When The Sporting News jumped in, the colorful Big Green handle had usurped the story. A short post by Sean Gentile ran under the headline, “Harvard Zamboni breaks down; Dartmouth Twitter takes control.”

Gentile went on to highlight six of Salvas’ posts. Among the playful jabs at the host party was “Having the Zamboni break down and drop snow in the area of the net we have to defend twice? Bold strategy, Harvard.” Another: “Great. It’s off the ice. I hate to be that guy, though, but you missed a spot.” (The accompanying image confirmed as much.)

According to the time stamps, at least two more tweets on the topic came after the belated opening faceoff. And after a Harvard representative approached with a simple cease-and-desist request.

“I didn’t, because I was power tripping,” Salvas said. “But I was at least polite in saying no. Credit my parents for my politeness.”
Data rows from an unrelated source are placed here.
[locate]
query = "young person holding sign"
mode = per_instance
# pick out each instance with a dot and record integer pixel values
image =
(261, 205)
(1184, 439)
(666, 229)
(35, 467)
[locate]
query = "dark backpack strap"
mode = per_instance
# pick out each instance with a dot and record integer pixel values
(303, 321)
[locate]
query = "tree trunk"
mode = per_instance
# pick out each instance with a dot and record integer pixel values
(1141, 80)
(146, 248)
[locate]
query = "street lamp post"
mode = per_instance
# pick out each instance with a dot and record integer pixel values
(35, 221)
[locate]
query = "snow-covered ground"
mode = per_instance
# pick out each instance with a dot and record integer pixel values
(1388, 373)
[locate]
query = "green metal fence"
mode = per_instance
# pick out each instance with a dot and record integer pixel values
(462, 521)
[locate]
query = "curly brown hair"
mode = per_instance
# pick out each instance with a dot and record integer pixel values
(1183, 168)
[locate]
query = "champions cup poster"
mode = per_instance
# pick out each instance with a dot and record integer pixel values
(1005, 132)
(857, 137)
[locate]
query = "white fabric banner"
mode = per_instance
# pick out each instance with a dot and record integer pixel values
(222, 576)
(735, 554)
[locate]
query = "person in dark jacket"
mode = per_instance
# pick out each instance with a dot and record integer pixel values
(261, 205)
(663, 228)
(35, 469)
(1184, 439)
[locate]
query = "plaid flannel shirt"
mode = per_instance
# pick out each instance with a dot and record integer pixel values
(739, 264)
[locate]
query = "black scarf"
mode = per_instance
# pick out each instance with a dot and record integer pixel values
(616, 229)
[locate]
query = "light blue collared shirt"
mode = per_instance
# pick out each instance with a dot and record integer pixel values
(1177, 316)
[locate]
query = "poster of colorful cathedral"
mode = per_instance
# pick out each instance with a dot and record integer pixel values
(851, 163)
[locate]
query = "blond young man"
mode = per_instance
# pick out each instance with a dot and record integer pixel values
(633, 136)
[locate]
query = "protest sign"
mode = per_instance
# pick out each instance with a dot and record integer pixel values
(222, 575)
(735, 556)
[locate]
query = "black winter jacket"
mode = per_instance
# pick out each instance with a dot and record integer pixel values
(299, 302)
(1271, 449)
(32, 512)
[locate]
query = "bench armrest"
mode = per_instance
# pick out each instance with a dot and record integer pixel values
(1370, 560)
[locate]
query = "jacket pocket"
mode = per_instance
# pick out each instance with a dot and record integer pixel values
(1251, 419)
But in due time, just like the ice-level personnel, the Dartmouth Hockey Twitter account got back to the serious fun at hand. It never fails to do so when it must, because Salvas is learned enough to sustain that equilibrium. As long as he has his way, no one will go astray toward detrimental distraction nor cantankerous competitiveness.

“I just want people to love hockey as much as I do,” he said. “Or at least half as much as I do. It’s such a great game, and the people who make it up on every level are incredible. If the way you get more eyes on the game is by cracking a few jokes and not taking yourself so seriously, then it’s a good thing.”

And there is your method to the mirthfulness. The humor is still a means to an end of hooking people on hockey. That, and maybe also breaking up the stuffy stereotypes of the Ivy League.

“If I’m just cracking jokes for the sake of cracking jokes, I should be standing in front of a brick wall asking ‘what’s the deal with airline peanuts?’” Salvas said.

“People want to know about the team, the young men who play and the games against our ECAC Hockey and Ivy League rivals. Keeping it light is the tone of it, but the core message still is about the hockey team it represents.

“I also gotta believe that Joe Sakic likes to laugh.”